China National Offshore Oil Company, or CNOOC, announced it has signed a deal worth $1.6 billion to build equipment for the Yamal LNG project in Siberia. The project is currently scheduled to begin in 2017 and annual capacity per LNG train is expected to be 5.5 million tons – all of which has already been signed to contracts.

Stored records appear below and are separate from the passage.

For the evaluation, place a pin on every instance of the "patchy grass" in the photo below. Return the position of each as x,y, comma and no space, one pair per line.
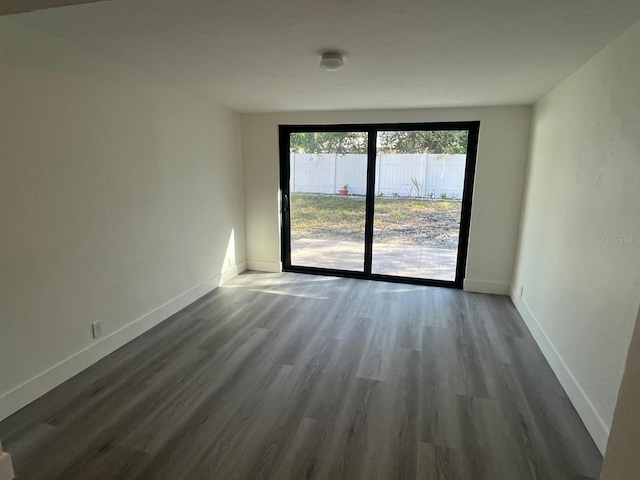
403,221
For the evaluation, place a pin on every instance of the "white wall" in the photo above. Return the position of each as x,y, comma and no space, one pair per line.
622,461
501,165
121,200
580,289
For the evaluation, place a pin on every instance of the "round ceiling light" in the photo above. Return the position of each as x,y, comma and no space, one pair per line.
332,61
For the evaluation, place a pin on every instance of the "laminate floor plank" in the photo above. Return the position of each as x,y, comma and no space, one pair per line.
287,376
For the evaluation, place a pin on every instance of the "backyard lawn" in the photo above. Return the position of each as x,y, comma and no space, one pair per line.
400,221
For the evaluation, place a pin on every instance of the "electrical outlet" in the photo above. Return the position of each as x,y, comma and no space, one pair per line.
97,329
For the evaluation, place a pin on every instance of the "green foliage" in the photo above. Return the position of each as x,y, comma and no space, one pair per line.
328,142
415,185
434,141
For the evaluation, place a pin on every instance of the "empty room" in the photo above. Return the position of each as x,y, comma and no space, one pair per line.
319,239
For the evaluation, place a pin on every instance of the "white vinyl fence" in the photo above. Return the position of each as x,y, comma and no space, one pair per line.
424,175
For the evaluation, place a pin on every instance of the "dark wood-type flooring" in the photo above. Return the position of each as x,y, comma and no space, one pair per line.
285,376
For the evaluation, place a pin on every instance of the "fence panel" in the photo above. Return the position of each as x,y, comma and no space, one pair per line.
398,174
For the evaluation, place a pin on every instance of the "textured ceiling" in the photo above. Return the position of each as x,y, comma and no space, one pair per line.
263,55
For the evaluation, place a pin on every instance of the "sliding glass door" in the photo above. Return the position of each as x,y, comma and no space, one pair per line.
389,202
327,207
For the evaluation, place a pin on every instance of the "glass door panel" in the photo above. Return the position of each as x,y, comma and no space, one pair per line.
327,205
419,183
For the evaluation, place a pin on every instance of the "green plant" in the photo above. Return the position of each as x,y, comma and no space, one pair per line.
415,185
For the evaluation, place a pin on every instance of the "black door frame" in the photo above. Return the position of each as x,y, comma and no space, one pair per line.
372,129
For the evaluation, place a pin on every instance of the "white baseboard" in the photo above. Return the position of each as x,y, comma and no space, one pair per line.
594,423
486,286
262,266
22,395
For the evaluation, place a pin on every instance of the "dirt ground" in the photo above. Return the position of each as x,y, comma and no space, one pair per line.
399,221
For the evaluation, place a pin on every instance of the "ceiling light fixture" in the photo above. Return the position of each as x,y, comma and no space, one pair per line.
332,61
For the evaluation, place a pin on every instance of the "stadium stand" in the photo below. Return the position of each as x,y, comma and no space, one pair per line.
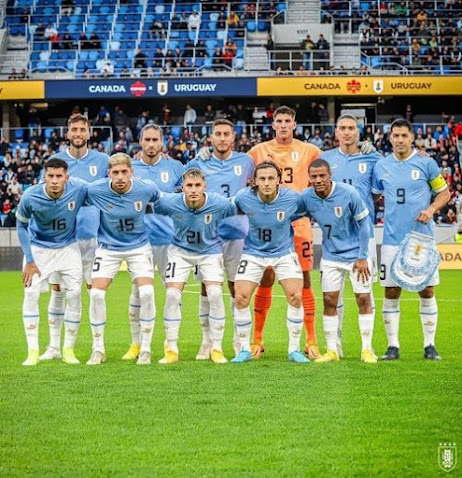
102,37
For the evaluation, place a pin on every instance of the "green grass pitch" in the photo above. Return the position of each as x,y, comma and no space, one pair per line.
267,418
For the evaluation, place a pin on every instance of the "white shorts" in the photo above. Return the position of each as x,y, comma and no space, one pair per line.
232,251
333,277
180,262
373,258
65,264
159,256
252,268
107,262
87,252
387,255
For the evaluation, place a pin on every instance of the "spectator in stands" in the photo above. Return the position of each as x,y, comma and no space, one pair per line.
157,30
95,42
190,116
233,19
159,58
194,21
84,43
39,34
50,31
269,45
307,47
67,7
140,61
322,52
107,70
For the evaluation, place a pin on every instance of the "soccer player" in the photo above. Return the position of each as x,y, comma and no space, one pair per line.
408,183
342,215
269,244
293,157
167,174
122,235
349,165
47,233
196,243
226,173
89,165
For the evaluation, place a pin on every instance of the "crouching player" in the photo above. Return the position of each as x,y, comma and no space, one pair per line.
342,216
270,243
47,233
122,236
196,243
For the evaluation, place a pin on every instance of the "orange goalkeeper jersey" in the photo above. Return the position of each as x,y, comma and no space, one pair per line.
294,160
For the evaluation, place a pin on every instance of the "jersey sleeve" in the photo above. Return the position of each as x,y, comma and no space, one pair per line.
436,180
358,208
24,212
377,186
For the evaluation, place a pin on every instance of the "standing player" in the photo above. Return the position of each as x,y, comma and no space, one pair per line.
89,165
408,183
269,244
122,235
167,174
342,216
196,243
293,157
226,173
349,165
47,233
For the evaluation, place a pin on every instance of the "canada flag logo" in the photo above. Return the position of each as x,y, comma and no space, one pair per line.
354,86
138,88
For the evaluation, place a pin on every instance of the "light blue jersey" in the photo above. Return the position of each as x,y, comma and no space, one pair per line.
122,225
408,187
342,217
356,170
91,167
196,229
52,222
271,233
167,174
227,177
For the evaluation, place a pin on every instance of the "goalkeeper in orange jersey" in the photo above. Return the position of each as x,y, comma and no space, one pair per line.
294,158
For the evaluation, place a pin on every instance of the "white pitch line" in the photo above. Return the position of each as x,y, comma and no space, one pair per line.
276,296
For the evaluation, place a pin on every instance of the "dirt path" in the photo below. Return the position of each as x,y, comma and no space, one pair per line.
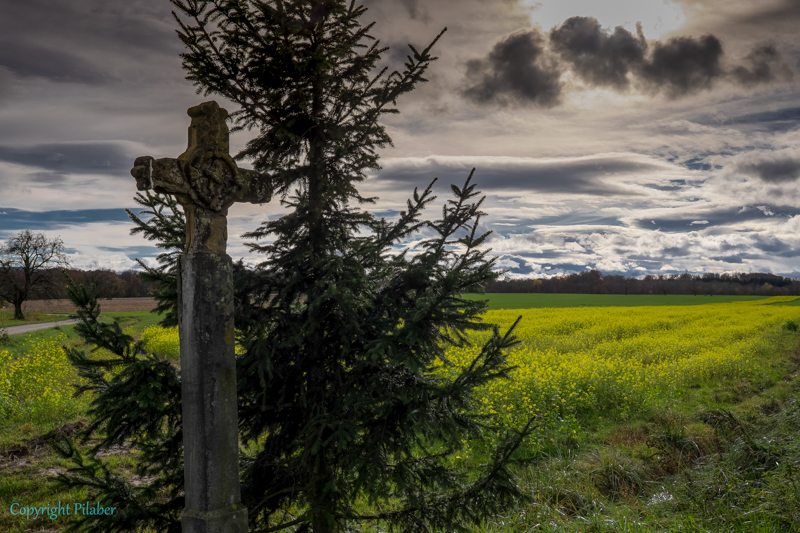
65,306
27,328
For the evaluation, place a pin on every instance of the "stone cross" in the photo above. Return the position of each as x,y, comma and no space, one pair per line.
206,182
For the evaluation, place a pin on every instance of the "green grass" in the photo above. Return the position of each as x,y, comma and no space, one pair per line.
137,320
721,456
535,300
31,480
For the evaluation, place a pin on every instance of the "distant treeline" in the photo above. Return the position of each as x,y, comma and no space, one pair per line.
106,283
709,284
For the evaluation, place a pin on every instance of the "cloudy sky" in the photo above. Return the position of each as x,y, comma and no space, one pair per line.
630,136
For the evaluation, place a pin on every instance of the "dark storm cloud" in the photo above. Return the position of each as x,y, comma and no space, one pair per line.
414,10
599,58
71,158
683,65
771,167
28,60
764,65
516,70
93,24
678,66
719,217
592,175
527,67
775,247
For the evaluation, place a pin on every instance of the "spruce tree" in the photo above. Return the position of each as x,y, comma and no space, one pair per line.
346,418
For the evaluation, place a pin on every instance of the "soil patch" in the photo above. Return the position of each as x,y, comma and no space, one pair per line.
110,306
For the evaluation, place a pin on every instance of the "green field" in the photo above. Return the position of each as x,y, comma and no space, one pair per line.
654,420
533,300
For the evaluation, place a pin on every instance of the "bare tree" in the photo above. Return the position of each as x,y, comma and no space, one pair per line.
22,262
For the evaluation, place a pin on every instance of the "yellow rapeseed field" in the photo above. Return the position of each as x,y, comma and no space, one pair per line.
37,384
162,341
575,362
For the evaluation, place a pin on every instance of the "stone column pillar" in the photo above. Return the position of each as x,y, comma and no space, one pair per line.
208,387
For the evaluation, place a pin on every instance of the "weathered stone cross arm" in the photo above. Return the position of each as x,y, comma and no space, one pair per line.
204,179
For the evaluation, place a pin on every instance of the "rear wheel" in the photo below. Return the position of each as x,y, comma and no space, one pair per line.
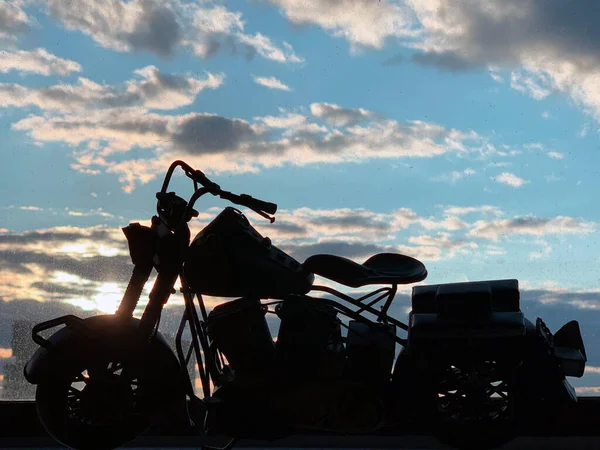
475,405
103,406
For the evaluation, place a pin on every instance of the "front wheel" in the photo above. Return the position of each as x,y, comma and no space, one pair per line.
103,406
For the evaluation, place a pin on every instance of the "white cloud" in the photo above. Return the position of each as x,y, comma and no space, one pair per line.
267,49
537,85
556,155
455,176
151,89
544,252
271,83
38,61
463,210
162,27
510,179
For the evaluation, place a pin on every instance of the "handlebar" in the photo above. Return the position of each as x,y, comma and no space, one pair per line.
259,206
250,202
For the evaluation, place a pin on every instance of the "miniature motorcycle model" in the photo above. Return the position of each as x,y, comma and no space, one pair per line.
471,368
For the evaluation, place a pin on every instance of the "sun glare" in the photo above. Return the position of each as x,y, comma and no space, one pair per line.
106,300
64,277
108,297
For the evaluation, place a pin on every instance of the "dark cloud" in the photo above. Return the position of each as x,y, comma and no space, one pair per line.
205,134
444,60
94,268
55,235
352,222
13,19
155,89
156,31
503,31
338,116
352,250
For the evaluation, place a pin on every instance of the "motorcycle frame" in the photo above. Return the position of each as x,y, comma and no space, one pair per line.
209,360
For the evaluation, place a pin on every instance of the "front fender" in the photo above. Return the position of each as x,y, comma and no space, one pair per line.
105,336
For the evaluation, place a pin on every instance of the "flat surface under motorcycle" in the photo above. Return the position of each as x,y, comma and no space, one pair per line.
383,268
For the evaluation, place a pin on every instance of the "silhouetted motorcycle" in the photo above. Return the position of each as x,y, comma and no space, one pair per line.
471,369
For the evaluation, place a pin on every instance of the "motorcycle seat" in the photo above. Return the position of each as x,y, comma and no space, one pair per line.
498,325
383,268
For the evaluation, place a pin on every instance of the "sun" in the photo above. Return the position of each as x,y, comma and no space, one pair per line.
108,297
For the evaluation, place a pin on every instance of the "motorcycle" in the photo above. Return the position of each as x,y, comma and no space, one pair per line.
470,369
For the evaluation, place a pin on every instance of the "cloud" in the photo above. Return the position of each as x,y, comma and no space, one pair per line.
544,252
530,225
463,210
13,20
164,27
271,83
337,116
363,23
151,89
267,49
536,85
212,139
510,179
122,26
38,61
556,155
549,46
455,176
205,134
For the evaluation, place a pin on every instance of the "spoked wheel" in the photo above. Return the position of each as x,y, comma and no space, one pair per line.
475,405
103,406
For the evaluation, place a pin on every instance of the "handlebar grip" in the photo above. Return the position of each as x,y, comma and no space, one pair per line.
199,176
260,205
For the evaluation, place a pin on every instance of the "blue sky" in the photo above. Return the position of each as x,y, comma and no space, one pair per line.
462,133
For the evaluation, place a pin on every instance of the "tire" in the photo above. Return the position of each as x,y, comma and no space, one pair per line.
98,409
475,406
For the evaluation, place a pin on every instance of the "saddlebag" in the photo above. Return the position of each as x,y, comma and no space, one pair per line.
309,343
370,352
229,258
240,331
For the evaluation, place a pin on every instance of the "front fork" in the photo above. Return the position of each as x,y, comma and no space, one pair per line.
152,247
156,247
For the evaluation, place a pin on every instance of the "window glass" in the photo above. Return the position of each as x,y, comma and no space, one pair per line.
460,133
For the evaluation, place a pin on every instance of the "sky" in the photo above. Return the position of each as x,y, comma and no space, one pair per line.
463,133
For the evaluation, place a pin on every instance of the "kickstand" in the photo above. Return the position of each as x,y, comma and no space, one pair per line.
229,446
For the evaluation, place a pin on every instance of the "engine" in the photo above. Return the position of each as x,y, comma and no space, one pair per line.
318,376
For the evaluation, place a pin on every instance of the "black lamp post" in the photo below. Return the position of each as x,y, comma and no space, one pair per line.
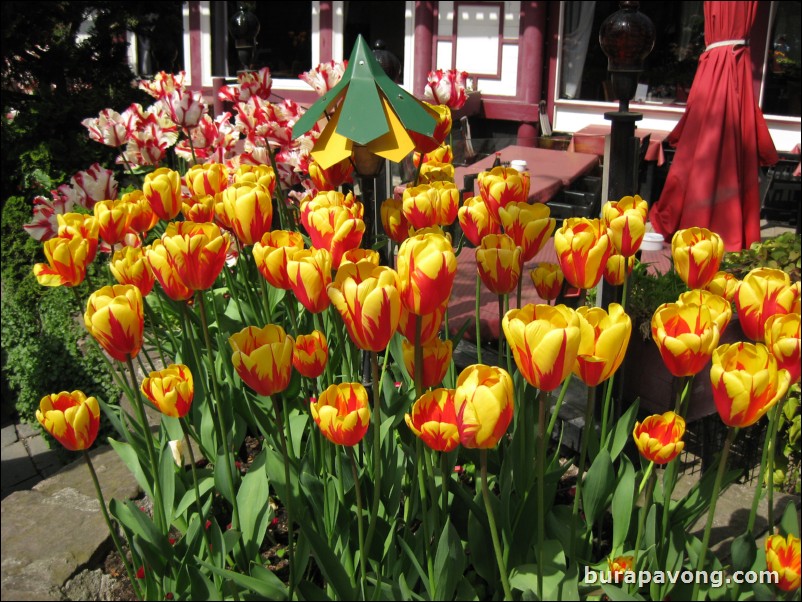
244,27
626,37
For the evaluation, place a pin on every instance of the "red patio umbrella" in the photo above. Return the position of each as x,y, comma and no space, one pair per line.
721,139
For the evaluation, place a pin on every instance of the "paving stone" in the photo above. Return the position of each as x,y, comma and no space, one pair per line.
9,435
17,465
26,430
47,537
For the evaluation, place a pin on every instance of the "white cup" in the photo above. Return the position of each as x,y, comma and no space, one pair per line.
519,165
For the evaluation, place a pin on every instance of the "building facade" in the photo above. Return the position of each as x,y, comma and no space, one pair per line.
516,53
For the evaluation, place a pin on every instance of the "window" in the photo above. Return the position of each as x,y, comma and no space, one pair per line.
781,92
669,68
284,41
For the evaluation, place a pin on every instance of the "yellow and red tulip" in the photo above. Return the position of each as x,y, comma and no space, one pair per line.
309,273
206,179
436,171
763,293
498,260
272,254
476,221
367,298
357,255
434,420
720,308
545,342
249,210
394,222
261,175
72,418
436,360
130,266
199,210
333,177
311,354
501,186
143,218
263,358
430,323
484,404
114,317
83,226
605,337
724,285
686,336
426,267
342,412
783,340
697,254
171,390
67,259
783,557
334,228
583,248
113,220
620,565
162,189
659,437
626,225
530,226
548,280
618,268
197,252
746,382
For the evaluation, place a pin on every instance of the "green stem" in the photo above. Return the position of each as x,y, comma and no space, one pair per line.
558,405
647,502
722,466
773,425
583,450
198,504
541,477
112,530
158,507
288,492
377,444
478,321
360,529
218,413
427,531
608,395
491,519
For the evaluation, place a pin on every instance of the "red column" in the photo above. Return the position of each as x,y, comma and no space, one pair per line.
326,36
530,63
424,50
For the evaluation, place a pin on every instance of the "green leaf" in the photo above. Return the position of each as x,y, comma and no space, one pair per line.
744,551
616,593
618,438
204,485
330,565
254,511
599,483
130,458
222,477
167,481
449,562
788,523
623,503
269,587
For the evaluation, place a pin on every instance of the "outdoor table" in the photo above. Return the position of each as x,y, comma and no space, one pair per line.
549,171
591,139
462,303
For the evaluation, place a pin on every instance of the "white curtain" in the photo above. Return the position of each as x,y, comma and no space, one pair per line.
577,29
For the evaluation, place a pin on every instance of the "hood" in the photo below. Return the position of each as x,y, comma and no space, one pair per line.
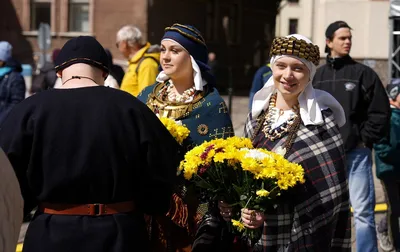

The Yamal LNG project is a $27 billion joint venture between China’s National Petroleum Company (CNPC) and Russia’s Novatek, the largest and second-largest energy companies in each respective country.Novatek holds a 60% stake, while CNPC and France’s Total SA (ticker: TOT) each hold a 20% stake. According to Total’s web site, three LNG trains are planned for construction and will bring total capacity to 16.5 million tons. The site also says the region is ice bound nine months of the year, and the project will introduce the industry’s first icebreaker tankers to allow transport. Nine ice-class vessels are currently under construction and are priced at $300 million apiece. The vessels will be designed to break through ice up to six feet in thickness.
CNPC and Gazprom, Russia’s largest oil company, signed a 30 year, $400 billion deal for natural gas in May 2014. Gazprom says it is currently considering building an LNG plant in the Yamal region and has development licenses throughout the area. Total reserves are estimated at nearly 40 trillion cubic meters of gas.